Understandably, there will be some trepidation when introducing new technologies, but the key findings reveal that building trust in AI has to be a priority. How can law firms establish trust in AI technology?

Transparency is the key to trust in AI.

Transparency in AI is a critical component of our article on the current state of AI. It means that all stakeholders, including developers, users, and lawyers, should be confident about the data AI models use and how they make decisions. They should be ready to test AI outputs with their knowledge and experience in early implementations.

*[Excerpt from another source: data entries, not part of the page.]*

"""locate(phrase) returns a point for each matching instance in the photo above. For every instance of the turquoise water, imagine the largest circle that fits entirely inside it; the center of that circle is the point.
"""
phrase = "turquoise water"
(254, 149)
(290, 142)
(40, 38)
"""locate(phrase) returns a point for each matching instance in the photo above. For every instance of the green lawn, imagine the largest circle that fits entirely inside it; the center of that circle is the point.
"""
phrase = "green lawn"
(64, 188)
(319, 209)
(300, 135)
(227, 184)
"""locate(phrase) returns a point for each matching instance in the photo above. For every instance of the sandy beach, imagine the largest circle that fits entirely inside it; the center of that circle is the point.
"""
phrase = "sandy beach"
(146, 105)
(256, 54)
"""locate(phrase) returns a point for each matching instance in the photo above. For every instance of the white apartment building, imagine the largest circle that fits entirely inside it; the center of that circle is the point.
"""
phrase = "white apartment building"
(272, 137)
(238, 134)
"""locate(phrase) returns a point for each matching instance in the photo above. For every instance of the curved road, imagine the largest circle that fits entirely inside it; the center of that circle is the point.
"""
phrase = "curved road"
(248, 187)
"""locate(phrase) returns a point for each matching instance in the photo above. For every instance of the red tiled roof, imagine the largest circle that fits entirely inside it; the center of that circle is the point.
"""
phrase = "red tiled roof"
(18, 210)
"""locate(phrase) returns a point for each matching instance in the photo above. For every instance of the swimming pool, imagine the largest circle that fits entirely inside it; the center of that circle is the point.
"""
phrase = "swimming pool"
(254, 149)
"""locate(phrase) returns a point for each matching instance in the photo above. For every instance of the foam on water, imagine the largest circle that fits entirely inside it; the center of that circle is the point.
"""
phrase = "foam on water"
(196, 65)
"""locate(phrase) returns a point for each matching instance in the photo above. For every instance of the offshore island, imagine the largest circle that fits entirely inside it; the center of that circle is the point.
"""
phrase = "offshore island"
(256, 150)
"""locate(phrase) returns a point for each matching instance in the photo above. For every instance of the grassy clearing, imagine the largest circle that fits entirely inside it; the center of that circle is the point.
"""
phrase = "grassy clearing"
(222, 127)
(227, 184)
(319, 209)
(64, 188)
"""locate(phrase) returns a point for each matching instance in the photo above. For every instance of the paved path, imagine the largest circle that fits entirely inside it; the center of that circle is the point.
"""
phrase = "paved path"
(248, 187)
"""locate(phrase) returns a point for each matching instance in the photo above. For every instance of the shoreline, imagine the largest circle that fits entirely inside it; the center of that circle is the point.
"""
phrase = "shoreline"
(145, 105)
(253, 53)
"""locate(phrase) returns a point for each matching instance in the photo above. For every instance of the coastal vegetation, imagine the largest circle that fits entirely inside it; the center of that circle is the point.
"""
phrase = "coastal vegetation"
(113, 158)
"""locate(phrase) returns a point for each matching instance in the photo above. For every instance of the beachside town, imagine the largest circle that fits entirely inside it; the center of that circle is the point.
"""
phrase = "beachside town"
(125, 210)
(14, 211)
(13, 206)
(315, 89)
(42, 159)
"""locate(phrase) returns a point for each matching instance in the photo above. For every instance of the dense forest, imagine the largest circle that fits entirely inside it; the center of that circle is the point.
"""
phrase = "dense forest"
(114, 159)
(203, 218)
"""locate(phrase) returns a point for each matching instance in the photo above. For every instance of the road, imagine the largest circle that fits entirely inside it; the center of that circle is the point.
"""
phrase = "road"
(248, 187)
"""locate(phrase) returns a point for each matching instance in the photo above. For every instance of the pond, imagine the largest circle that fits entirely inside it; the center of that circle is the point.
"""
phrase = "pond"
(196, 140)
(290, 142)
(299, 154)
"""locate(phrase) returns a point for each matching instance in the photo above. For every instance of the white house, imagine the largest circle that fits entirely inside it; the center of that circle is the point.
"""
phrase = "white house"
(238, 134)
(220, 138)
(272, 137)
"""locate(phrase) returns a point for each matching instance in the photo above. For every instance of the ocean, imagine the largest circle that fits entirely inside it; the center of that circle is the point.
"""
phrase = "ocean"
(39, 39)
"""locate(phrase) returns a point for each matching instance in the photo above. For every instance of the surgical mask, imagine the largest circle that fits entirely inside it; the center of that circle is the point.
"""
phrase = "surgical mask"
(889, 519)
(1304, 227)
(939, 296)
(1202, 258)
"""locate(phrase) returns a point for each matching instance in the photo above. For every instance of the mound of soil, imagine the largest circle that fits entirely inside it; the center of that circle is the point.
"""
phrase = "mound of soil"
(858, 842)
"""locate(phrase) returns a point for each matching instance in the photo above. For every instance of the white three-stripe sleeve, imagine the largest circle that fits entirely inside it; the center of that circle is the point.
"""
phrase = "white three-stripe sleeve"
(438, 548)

Transparency also assures that ethical principles will be followed during a generative AI’s entire development and deployment process to avoid bias. Confirming that the data collected for training models are not biased and have been managed responsibly is essential.

Legal work and AI transparency

Accuracy is the most essential and fundamental factor in building trust. Remember that AI-generated tools may only sometimes produce the correct results and that human oversight will still be necessary. Law firms should review all documentation produced by AI systems to ensure it meets the standards of accuracy, security, and explainability.

When using generative AI to generate client data, firms must also establish strong governance structures and security measures like:

Encryption protocols

A robust policy on ethical usage

Regular Auditing and Testing

Strong content filter systems

Human in the Loop (HITL) always submits large language models (LLMs) outputs to human review. (At least during the initial phases of working with LLMs)

Know your user (for traceability)

Employees should be educated about the LLM’s promises and limitations

Training personnel on the best practices to use technology safely and responsibly

These measures will ensure that risks are minimized, and the potential benefits of generative AI maximized. Adopting a ” fail-safe ” system will allow any errors or discrepancies flagged by AI to be reviewed manually by lawyers or other qualified personnel. In this way, incorrect decisions can be corrected confidently and quickly to benefit clients and firms.

The emergence of generative AI will revolutionize how the legal profession practices law. It’s here to stay. This emerging technology brings a need for trust – giving lawyers confidence that they can protect their client’s interests while also learning how to work better with an innovative solution. Visit our hub for artificial intelligence to learn more about generative AI and how it is changing businesses.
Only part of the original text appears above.